It is nothing short of humbling to research at the British Library: beyond the processes involved in getting and maintaining access to the collection, this is the home of some of the world’s most important intellectual, cultural, political, and scientific stores. The original Alice in Wonderland? Magna Carta? Da Vinci’s notebooks? Check. Stunning illuminated texts, including Bibles and Qur’ans and medieval texts from across the world? Yup. Handwritten, one-of-a-kind manuscripts in every language I can think of–and languages I can’t entirely locate? Of course. Someone like me–an historian of religions, and specifically of religions in India–can spend countless hours in archives and libraries because I find books magical; the impact of the collection in which I am currently working is not lost on me, and it is imposing.

It is, then, no wonder that the Library’s Reading Room tag line is “Researching the world’s knowledge.” Certainly, they’ve got holdings that span time, place, and language, and, if my colleagues (my Reading Room-mates, as it were) are any representation of the patrons writ large, the researchers themselves span age groups, nationalities, and native languages.

Clear bags provided for researchers to use in the Reading Rooms.

Clear bags provided for researchers to use in the Reading Rooms.

My latest research focuses on the idea of Muslims as subjects of the British Indian Empire. Right now, as I’m in the thick of it, I’m reading texts by East India Company officers (Hindus, Muslims, and Brits), by muftis and qazis (Muslim religious experts), by Muslim and British political activists on all parts of the political spectrum; I’m reading minutes of Parlimentary hearings spanning 1780-1890; and I’m reading compiled histories of India and its religions written by the original armchair historians, themselves never having visited the Subcontinent (and, in some cases, never having learned an Indic or Islamicate language). I’m trying to get lots of sides to a what I think will turn out to be a great story; this is, at any rate, my sense of good research–a great story that speaks to issues beyond its own minutiae.

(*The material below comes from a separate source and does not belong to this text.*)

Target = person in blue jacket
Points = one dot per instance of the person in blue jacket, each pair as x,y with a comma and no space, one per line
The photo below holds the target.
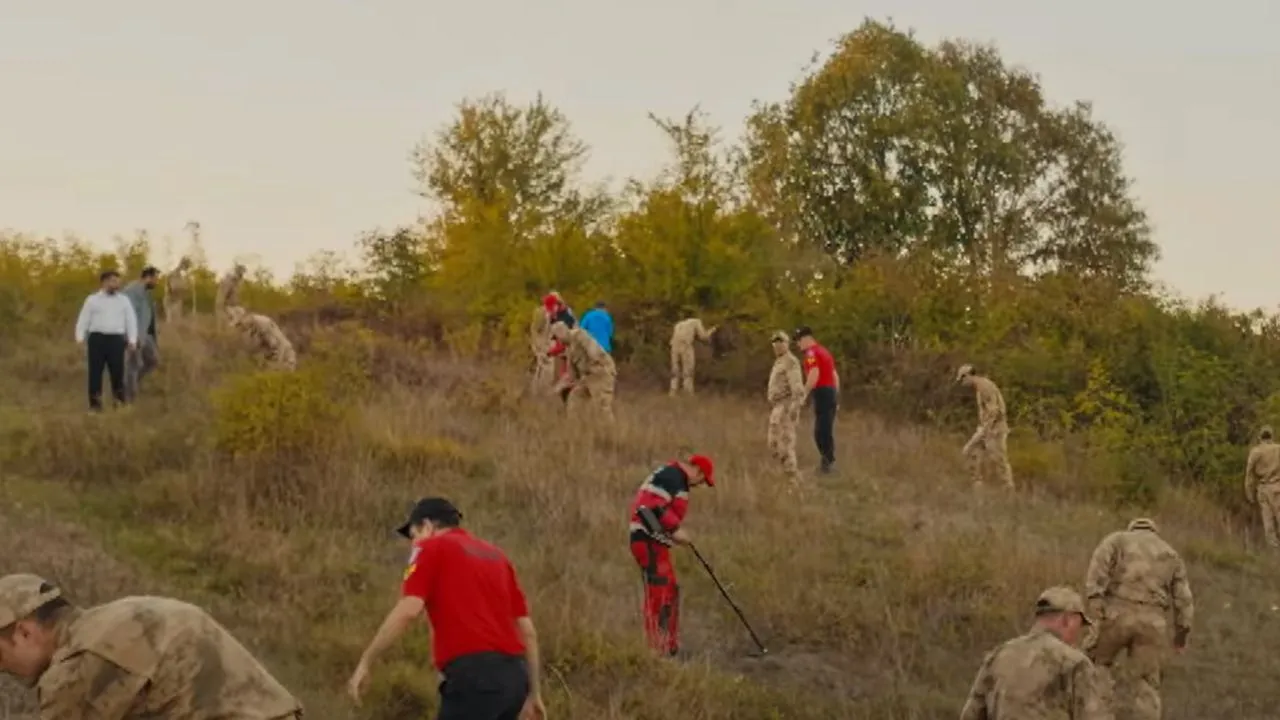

I’m researching multiple voices, in multiple languages, from multiple (though, historically speaking, cogent) decades and even centuries, from multiple locations–and I’m doing it all in London. I’m researching the world’s knowledge in London. The Empire’s legacies allow me to do this work, here; so while I research the legacies of imperial and colonial power upon religious actors, I, too, participate in this legacy. My participation is part of what it means to research the world’s knowledge: the story I might tell is not only one of historical events and ideas, but of how that historical moment continues to contour our present.

That’s the story I’m telling, and I’ll stick to it, until the information points me elsewhere. I’ll be posting more updates as it unfolds.